American politician and businesswoman

Tina Mulally (born May 28, 1957) is an American politician and businesswoman serving as a member of the South Dakota House of Representatives from the 35th district. Elected in 2018, Mulally assumed office in 2019.

== Background ==
Mulally is a resident of Rapid City, South Dakota, where she operates a small business. In 2020, Mulally was selected to serve on the Mental Health of First Responders Task Force. Mulally is a member of the Republican Party. Committees include: House Appropriations; House Local Governments; House Agriculture and Natural Resources; Commerce and Energy; and Transportation.
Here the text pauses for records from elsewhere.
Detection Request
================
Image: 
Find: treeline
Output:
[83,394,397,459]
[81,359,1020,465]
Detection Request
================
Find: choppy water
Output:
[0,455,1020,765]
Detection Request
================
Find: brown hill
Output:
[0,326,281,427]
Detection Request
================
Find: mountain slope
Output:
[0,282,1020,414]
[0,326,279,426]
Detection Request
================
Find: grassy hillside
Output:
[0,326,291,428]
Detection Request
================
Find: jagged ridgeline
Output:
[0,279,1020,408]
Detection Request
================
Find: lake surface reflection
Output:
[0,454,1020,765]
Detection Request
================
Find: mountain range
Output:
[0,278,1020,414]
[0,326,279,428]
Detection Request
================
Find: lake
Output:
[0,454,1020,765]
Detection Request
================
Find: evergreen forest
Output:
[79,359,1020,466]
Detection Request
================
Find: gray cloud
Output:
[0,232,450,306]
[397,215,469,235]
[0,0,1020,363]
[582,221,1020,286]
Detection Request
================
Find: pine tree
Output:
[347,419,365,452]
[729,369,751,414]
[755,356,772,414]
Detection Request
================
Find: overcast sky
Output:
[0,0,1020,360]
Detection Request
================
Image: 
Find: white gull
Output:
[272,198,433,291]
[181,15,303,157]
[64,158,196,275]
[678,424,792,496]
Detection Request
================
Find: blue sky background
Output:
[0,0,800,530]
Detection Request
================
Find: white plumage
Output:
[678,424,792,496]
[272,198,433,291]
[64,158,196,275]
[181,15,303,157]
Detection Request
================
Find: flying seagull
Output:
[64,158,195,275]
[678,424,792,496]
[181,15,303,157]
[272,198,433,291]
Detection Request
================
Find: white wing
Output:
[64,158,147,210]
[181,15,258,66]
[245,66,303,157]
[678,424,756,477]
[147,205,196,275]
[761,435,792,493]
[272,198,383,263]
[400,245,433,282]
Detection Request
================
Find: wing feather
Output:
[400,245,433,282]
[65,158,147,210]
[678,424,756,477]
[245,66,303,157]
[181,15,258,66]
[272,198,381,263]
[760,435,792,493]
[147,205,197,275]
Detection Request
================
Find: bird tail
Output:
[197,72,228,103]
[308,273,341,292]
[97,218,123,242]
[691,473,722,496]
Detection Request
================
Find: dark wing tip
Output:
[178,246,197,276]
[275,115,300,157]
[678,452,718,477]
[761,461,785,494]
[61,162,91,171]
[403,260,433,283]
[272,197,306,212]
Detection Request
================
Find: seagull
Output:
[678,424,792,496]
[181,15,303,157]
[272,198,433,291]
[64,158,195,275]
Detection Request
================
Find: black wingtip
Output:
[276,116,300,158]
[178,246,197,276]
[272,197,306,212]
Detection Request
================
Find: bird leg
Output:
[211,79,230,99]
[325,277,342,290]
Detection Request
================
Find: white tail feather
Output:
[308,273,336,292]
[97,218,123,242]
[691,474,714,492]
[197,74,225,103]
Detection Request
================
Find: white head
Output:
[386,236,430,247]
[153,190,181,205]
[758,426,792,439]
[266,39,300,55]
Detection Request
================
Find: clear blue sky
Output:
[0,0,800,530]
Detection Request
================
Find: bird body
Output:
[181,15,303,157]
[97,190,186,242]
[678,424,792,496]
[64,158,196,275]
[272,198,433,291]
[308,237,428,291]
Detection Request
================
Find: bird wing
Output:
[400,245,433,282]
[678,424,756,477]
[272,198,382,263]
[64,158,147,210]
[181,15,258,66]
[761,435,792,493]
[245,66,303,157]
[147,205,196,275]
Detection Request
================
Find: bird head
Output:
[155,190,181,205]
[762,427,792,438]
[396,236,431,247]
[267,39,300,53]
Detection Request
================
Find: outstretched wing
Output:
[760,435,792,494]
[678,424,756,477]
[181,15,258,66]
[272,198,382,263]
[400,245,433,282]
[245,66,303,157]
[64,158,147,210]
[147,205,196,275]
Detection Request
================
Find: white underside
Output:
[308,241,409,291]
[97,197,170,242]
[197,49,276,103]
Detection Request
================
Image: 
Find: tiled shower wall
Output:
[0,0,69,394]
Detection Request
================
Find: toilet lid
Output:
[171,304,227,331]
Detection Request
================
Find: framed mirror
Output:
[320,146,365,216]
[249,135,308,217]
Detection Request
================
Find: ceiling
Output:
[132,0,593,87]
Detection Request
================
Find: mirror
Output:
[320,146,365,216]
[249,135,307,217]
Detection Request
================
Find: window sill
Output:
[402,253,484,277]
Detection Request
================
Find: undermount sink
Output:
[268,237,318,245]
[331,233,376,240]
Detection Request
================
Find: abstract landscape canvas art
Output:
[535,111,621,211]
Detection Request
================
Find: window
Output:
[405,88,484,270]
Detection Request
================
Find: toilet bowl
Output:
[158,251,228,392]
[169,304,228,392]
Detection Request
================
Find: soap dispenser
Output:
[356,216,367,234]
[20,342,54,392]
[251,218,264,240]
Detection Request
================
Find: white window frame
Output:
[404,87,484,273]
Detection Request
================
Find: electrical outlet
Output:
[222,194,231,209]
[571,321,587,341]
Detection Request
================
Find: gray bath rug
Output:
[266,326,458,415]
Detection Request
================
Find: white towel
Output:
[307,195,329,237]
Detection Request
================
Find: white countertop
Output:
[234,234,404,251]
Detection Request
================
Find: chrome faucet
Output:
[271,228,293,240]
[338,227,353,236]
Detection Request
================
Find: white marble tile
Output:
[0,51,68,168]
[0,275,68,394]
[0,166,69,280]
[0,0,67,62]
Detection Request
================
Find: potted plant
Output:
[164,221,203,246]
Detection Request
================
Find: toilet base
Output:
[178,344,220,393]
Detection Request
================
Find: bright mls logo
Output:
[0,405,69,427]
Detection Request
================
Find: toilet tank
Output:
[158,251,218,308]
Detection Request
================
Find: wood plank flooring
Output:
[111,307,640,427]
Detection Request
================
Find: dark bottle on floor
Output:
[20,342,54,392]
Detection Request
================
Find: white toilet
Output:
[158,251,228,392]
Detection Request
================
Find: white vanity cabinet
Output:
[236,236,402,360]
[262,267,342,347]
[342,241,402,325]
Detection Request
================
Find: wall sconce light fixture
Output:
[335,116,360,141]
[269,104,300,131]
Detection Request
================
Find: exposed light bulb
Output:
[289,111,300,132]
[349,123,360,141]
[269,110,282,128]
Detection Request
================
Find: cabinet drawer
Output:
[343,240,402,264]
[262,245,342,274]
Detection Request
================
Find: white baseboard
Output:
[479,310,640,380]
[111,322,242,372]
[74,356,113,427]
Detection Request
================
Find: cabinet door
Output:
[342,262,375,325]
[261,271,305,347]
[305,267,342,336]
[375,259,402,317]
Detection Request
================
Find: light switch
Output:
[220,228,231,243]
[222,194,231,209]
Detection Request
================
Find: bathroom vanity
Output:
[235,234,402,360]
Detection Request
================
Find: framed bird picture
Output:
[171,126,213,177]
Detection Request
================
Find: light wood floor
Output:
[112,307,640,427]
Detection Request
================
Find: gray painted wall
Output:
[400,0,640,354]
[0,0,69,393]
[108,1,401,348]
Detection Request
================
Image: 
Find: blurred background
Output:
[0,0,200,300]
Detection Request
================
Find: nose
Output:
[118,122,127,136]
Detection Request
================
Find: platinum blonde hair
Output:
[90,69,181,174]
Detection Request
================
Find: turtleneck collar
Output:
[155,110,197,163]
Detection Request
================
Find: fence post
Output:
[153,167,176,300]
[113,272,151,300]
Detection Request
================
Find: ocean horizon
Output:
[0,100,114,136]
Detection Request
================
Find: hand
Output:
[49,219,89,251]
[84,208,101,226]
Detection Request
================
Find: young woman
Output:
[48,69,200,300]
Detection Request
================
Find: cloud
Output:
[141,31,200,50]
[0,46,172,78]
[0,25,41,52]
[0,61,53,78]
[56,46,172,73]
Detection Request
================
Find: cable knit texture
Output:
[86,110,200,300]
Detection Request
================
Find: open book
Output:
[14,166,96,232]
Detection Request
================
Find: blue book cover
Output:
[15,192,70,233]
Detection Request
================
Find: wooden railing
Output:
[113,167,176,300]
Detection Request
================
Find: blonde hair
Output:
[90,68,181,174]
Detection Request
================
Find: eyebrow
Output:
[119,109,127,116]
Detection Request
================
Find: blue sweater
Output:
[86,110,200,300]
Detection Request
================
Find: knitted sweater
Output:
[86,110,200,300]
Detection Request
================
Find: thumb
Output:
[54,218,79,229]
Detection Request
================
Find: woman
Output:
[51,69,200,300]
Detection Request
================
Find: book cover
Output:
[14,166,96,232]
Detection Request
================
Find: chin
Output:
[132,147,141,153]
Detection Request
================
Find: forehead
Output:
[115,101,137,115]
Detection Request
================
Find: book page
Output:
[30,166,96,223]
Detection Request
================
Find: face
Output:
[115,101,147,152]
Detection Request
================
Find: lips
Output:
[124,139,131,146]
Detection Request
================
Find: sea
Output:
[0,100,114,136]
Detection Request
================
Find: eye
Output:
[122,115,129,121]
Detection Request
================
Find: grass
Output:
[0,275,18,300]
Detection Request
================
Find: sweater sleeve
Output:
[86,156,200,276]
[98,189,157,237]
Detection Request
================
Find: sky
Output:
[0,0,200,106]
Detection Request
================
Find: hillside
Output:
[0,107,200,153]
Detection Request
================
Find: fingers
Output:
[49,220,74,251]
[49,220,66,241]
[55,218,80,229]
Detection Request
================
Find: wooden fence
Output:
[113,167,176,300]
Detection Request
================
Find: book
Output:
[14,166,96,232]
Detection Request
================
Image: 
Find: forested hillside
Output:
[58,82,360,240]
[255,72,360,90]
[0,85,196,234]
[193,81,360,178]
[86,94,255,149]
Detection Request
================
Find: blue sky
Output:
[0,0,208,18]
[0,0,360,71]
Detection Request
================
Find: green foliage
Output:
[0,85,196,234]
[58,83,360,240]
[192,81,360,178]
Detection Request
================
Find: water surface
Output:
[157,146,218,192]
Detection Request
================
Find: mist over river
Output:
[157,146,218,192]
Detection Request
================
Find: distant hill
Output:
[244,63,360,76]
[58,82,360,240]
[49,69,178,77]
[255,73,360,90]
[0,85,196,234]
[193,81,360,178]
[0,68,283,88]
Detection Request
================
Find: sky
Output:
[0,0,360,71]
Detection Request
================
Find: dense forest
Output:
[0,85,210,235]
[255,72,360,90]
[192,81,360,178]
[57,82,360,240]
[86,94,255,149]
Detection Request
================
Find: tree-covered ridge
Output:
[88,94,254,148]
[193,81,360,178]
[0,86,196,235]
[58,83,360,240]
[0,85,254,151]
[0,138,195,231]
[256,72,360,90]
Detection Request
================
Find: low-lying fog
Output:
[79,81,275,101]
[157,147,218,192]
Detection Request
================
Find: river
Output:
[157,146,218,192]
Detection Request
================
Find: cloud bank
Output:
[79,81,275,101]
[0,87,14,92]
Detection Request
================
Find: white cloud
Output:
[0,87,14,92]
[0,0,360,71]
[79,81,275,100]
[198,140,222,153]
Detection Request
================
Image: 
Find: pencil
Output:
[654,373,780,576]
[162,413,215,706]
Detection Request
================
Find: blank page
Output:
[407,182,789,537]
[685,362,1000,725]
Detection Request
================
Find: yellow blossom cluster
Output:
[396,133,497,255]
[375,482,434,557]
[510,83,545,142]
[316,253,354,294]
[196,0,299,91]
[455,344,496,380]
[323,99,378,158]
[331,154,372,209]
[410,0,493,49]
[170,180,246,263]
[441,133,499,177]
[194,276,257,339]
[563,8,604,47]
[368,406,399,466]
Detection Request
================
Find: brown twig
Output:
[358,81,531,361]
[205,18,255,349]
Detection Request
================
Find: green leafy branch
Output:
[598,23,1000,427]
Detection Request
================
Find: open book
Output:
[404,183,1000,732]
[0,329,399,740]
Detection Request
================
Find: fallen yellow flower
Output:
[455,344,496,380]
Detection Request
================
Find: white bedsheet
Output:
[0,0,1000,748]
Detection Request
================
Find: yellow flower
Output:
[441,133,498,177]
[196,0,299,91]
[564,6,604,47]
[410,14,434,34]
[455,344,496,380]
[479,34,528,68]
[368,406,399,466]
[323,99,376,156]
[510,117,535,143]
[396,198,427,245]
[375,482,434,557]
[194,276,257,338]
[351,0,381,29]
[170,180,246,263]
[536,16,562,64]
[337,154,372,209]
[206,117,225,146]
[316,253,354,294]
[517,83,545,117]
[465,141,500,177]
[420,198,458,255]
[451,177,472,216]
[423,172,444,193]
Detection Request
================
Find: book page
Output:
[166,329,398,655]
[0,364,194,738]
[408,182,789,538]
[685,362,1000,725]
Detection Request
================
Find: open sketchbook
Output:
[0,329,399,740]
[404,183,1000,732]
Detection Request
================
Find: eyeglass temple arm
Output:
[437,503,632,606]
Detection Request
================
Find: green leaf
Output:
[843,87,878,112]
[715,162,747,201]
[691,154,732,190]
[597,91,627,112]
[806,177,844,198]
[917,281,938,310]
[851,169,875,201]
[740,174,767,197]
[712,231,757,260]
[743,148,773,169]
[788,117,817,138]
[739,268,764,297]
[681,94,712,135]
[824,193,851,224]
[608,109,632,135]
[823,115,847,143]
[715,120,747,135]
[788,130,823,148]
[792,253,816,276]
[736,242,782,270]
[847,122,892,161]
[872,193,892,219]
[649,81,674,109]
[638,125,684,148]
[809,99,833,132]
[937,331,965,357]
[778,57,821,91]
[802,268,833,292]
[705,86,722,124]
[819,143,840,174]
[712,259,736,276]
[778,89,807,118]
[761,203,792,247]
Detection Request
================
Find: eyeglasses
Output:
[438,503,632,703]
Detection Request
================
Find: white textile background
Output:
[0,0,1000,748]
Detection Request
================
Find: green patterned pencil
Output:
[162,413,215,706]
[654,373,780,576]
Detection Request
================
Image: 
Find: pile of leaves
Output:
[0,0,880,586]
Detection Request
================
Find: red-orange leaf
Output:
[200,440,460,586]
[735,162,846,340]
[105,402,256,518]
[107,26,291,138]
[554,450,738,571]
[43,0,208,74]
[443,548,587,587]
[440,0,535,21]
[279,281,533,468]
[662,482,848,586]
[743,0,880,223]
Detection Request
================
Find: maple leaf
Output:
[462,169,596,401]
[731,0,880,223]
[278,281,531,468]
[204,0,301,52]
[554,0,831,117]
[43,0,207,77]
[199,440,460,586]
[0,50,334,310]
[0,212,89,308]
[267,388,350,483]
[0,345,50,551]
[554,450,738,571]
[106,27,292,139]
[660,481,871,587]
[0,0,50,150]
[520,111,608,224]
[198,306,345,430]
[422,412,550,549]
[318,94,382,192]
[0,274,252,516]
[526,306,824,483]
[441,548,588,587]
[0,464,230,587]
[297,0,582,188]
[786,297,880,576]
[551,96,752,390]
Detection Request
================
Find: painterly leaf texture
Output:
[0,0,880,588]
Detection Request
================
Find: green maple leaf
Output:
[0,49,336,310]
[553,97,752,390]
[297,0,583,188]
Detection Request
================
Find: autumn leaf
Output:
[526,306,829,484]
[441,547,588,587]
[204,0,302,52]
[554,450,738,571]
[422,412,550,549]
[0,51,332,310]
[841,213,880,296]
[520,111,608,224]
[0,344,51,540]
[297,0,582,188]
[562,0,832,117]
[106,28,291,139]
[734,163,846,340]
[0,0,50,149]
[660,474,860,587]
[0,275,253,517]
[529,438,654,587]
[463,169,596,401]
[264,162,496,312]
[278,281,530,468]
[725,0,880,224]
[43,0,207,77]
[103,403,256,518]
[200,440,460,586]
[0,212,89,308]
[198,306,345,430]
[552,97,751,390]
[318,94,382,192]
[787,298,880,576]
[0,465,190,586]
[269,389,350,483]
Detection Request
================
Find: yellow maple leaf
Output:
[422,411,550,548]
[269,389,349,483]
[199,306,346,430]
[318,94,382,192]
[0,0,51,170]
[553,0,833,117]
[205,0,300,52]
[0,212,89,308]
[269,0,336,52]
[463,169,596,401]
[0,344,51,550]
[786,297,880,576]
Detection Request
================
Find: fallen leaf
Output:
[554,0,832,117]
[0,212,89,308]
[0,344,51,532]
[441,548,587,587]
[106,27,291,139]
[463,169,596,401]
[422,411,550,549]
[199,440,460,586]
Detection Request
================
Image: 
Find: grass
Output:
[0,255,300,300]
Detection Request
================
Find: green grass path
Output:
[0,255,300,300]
Tina Mulally was first elected to the South Dakota House of Representatives representing District 35 in 2018. Mulally has received the Award for Conservative Excellence in 2019 and the Award for Conservative Achievement in both 2020 and 2021 from the American Conservative Union Foundation. Mulally was endorsed by the NRA both in 2020 and 2022, and has received “A” ratings from the National Rifle Association, SD Right to Life, Family Heritage Alliance, and SD Citizens for Liberty. Mulally won her 2022 primary and general election, against a Democratic challenger. Mulally was a founder of the South Dakota Freedom Caucus in 2022, and currently serves as both the Secretary and Treasurer.